Kategorie Sustainability

2015/16

HTL Elektro-Kart

HTL Braunau

Team HTL Elektro-Kart

Umweltfreundliche Rennkarts können nun auch mit angemessenem Preis-Leistungs-Verhältnis hergestellt werden.

Renn-tabel. Hier wird alles auf ein Kart gesetzt – auf ein E-Kart. E-Rennkarts sind am Markt bereits verfügbar und erfreuen sich wegen geringerer Lärm- und Feinstaubbelastung vor allem bei Zuschauer/innen immer größerer Beliebtheit. Allerdings fahren die Betreibenden auf elektronische Modelle nicht wirklich ab; besonders bei jenen für Outdoor-Strecken ist das Preis-Leistungs-Verhältnis einfach noch ein abgekartetes Spiel.
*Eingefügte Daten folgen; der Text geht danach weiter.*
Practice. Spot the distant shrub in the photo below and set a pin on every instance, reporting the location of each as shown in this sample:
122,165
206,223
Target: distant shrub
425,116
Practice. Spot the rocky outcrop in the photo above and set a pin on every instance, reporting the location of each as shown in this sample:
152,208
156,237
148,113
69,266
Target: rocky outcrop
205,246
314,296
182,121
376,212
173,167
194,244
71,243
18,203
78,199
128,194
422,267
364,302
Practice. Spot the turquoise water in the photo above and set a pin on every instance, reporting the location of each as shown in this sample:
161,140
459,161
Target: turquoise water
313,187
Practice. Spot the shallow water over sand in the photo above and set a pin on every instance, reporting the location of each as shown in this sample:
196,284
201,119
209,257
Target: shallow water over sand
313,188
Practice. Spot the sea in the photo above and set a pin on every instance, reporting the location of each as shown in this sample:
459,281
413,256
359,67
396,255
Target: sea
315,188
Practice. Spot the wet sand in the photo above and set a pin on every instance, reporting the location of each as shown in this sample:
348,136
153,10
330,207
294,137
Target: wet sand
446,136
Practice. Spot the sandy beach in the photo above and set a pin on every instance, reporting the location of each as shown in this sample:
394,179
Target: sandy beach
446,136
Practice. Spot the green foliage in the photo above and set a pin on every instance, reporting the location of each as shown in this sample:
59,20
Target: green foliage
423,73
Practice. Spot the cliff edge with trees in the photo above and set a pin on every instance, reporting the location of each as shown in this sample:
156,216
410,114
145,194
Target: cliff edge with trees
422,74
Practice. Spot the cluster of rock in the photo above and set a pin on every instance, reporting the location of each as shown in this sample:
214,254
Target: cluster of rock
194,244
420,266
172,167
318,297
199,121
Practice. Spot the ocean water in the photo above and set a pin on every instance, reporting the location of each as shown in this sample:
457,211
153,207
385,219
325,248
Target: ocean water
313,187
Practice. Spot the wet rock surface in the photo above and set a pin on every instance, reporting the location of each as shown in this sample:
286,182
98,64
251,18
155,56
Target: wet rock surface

Drei Schüler der HTL Braunau beschlossen daher, ein elektrisch betriebenes Kart zu entwickeln, das dem herrschenden Bedarf gerecht wird, speziell was die Anschaffungskosten, das Gewicht der mitgeführten Akkus, den Energieverbrauch und die Kosten für Verschleißteile betrifft. E-klar. 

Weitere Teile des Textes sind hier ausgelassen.